WHO calls for easy linking of bibliographic databases to trial registries

The World Health Organization (WHO) has updated its position on the disclosure of clinical trial data. Having advocated greater use of registries back in 2005, the WHO now wants to see the establishment of a more integrated IT system that includes data from new and old clinical trials.

In a statement on the public disclosure of clinical trial results, the WHO called for research sponsors to make more of their data publicly available. The WHO's vision goes beyond the various trial transparency models adopted by drugmakers to date, notably by pushing for the publication of results from old studies. Transparency advocates such as pressure group AllTrials have consistently cited the exclusion of results from old clinical trials as a major weakness in Big Pharma data disclosure initiatives.

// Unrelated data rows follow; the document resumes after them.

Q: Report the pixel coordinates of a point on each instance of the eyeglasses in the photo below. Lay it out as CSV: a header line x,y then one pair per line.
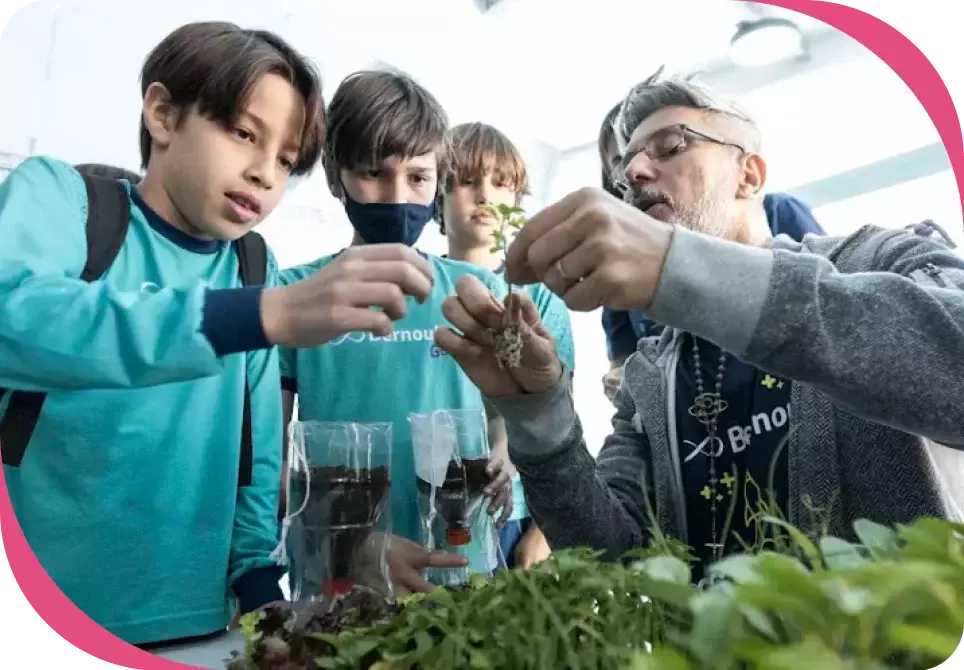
x,y
663,145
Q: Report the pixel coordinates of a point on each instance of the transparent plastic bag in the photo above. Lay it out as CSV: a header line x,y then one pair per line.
x,y
337,529
451,450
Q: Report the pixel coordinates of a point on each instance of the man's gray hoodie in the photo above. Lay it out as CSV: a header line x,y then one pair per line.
x,y
870,328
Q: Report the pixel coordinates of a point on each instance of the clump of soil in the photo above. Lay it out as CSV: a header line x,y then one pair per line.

The WHO also wants to ensure the data is accessible and integrated with other resources. As such, the health body has stated trial identifiers or registry codes must be used whenever information about a study is published. By including this detail in the abstracts posted on PubMed and other bibliographic search databases, it becomes easier to link results to the related registry record. The WHO wants PubMed to facilitate such linking by including the trial ID in the abstract of each clinical study report.

The WHO statement marks another jump forward for the trial transparency movement, which has yet to gain any traction when the public health body first weighed in on the need for registries in 2005. Since then, ClinicalTrials.gov and EudraCT have both taken off and the clamor for greater disclosure of clinical trial data has intensified on both sides of the Atlantic.